Cet émiettement de la propriété forestière est principalement dû aux différentes successions et donations, qui à chaque génération, ont multiplié le nombre de propriétaires, mais aussi de parcelles. L’étude montre ainsi que les propriétés supérieures à 10 ha représentaient en 1912 80 % de la surface totale, et aujourd’hui seulement 43 %. Par contre, elle a révélé que le département des Deux-Sèvres présente une diversité et une richesse forestière souvent intéressantes pour la production de bois de qualité. Sans cette condition, le coûteux effort d’amélioration foncière ne se justifie pas.
Le regroupement de la propriété est à encourager d’autant plus que l’industrie forestière du département est dynamique et performante. Il semblait donc opportun de recenser les secteurs où une opération d’amélioration du foncier serait justifiée. Pour cela, deux critères ont été retenus. Les zones où les potentialités forestières sont les meilleures ont été privilégiées. Ainsi, sur les 600 massifs de plus de 5 ha répertoriés sur l’ensemble du département, 186 représentant environ 8 000 ha ont été sélectionnés. La notion de parcellisation a été ensuite analysée : le propriétaire qui possède plusieurs parcelles, le plus souvent éparpillées, devrait en effet être plus concerné que celui qui n’en possède qu’une. Grâce à ce second critère, 53 massifs ont finalement été choisis comme étant les plus aptes à une réflexion plus poussée sur l’aménagement du foncier. Chacune de ces zones a également été renseignée sur des critères complémentaires comme les contraintes environnementales, l’état de la desserte ou encore la filière locale.
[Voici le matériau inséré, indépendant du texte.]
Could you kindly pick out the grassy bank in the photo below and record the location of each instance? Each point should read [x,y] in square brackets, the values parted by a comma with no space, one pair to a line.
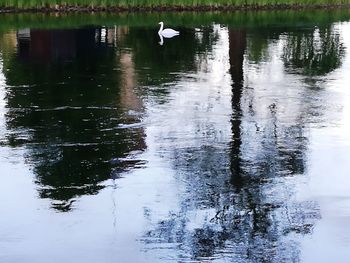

Mais rien ne peut se faire sans l’accord des communes et des propriétaires. Des réunions d’information sont prévues dans les secteurs où une volonté d’améliorer le foncier s’est manifestée. Elles serviront surtout à expliquer l’intérêt de gérer ensemble, d’échanger, de vendre ou d’acheter des parcelles forestières. Ainsi, chacun pourra prendre connaissance de l’état du parcellaire, et des différents modes d’aménagement foncier.